O sono que falta aos combatentes!!!
Dizem que não conseguem dormir por causa dos quatro municípios que estão nas mãos da oposição
(Maputo) Ontem, quinta-feira, foi o terceiro dia do XI Congresso da Frelimo, o partido que dirige os destinos da República de Moçambique, desde a proclamação da Independência Nacional, em 1975.
Nisto, depois de no dia anterior (quarta-feira), terem tomado da palavra duas das três organizações sociais do partido, ontem foi a vez da Associação dos Combatentes da Luta de Libertação Nacional (ACLLN) que, à semelhança da Organização da Mulher Moçambicana (OMM) e Organização da Juventude Moçambicana (OJM), proclamaram pública e vivamente o nome de Filipe Nyusi, como candidato presidencial da Frelimo nas gerais de 2019.
A meio do discurso, Fernando Faustino, o Secretário-Geral da ACLLN, disse que os membros da organização que chefia não conseguiam apanhar sono, tudo isso porque quatro dos 53 municipios estão nas mãos da oposição.
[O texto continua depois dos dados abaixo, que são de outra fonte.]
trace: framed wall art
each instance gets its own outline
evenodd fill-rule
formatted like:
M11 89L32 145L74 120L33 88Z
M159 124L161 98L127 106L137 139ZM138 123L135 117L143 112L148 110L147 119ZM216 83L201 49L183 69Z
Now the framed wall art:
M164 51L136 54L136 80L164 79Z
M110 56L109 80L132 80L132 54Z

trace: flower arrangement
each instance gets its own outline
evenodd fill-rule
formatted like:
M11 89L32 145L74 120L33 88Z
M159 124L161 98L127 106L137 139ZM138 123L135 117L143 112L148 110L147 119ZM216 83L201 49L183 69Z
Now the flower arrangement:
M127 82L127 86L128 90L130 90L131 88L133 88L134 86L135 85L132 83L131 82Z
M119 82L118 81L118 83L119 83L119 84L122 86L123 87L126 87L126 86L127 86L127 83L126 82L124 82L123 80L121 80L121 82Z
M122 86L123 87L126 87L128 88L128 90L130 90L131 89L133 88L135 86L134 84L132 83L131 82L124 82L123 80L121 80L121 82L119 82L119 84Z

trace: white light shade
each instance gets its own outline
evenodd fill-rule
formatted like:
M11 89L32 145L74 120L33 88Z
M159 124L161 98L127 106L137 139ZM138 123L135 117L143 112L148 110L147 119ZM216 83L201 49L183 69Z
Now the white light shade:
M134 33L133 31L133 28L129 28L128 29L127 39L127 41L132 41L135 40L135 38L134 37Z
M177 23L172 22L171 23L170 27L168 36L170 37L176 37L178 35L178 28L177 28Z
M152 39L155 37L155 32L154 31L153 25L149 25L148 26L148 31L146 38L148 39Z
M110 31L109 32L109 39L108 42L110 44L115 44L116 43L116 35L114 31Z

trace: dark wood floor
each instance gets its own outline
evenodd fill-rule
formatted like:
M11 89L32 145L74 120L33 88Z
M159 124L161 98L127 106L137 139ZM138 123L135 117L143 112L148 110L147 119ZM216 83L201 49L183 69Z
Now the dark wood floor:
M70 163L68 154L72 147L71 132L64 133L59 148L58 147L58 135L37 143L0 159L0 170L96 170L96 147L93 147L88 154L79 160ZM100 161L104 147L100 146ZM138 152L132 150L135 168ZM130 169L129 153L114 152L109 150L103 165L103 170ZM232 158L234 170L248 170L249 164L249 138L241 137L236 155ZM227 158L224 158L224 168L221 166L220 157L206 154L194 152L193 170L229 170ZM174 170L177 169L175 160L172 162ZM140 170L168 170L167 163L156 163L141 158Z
Fernando Faustino foi claro no seu discurso e disse que a Frelimo tudo devia fazer para recuperar os municípios da Beira, Nampula, Quelimane e Guruè.
“Nós combatentes não apanhamos sono, senhor presidente, enquanto os municípios da Beira, Nampula, Quelimane e Guruè estiverem nas mãos da oposição” – disse Faustino.
Para esse desiderato, Fernando Faustino elencou uma série de acções que devem ser desencadeados nos próximos tempos, a exemplo de se combater a corrupção, a intriga, o regionalismo e a fofoca, na medida em que “estes são os trunfos do inimigo”.
O inimigo referido por Fernando Faustino equivale literalmente à oposição política, mais representada pela Renamo e pelo Movimento Democrático de Moçambique, as duas forças actualmente representadas no parlamento moçambicano.